Het linking model stelt voor dat direct contact tussen regulatorische elementen niet hoeft plaats te vinden. De Hispanic deletie regulerende regio en andere onbekende chromatine-elementen worden voorgesteld om te dienen als platforms voor de voortplanting van open chromatine-structuren in de hele locus. Het chromatine zou worden geopend en in deze configuratie worden gehouden door eiwitcomplexen die zich lineair langs het DNA uitstrekken. Dergelijke complexen zouden dus de LCR met de promotors verbinden. Verschillende genpromotors zouden dan dienen om ontwikkelings- en gen-specifieke factoren voor individuele genexpressie aan te trekken. Analyses van transgenen die het menselijke LCR bevatten en afzonderlijke genen zoals het embryonale globinegen (∊) en de foetale globinegenen (γ) hebben aangetoond dat een correcte ontwikkelingsexpressie van deze genen optreedt bij afwezigheid van enig ander globinegen (Dillon en Grosveld, 1991; Lloyd et al., 1992; Shih et al., 1990). Deze gegevens lijken in strijd te zijn met andere studies (Behringer et al., 1990; Enver et al., 1990). Vermoedelijk verklaren verschillen in de transgene constructen, en dus in welke cis-werkende regulerende elementen precies werden geïncludeerd, de discrepanties. Concurrentie kan worden verklaard door het koppelingsmodel, bijvoorbeeld door zich te beroepen op grenselementen die de voortplanting van toegankelijkheid verhinderen. Van de promotors van het globine-gen is voorgesteld dat zij in deze hoedanigheid optreden en voorkomen dat stroomafwaartse locusopening plaatsvindt (Bulger en Groudine, 1999).

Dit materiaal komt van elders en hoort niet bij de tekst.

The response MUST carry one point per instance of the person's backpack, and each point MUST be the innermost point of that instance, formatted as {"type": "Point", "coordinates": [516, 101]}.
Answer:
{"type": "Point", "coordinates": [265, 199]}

Eén van beide modellen, of een combinatie ervan, zou de modulatie van de chromatinestructuur kunnen verklaren die ten grondslag ligt aan de cellulaire controle van de herschikking van antigeenreceptorgenen. Het looping model biedt een aantrekkelijk mechanisme voor een cis-werkend element om verre elementen te beïnvloeden zonder dat het de chromatinestructuur van het tussenliggende DNA hoeft te verstoren. Bijvoorbeeld, een directe interactie tussen de IgH intronic enhancer en een VH promoter zou selectief de chromatinestructuur kunnen openen die de RSS van dit V gensegment omringt en de RSS in de nabijheid van het VH gensegment brengen. Het koppelingsmodel biedt een aantrekkelijke manier waarop structurele veranderingen in chromatine kunnen worden verspreid van een element naar een volledig domein. Bijvoorbeeld, TCRβ locus toegankelijkheid zou kunnen beginnen bij de versterker en stroomopwaarts bewegen door de D gen segmenten naar de V gen segmenten, waardoor voor progressieve toegang RSS.

Geef een antwoord

Het e-mailadres wordt niet gepubliceerd.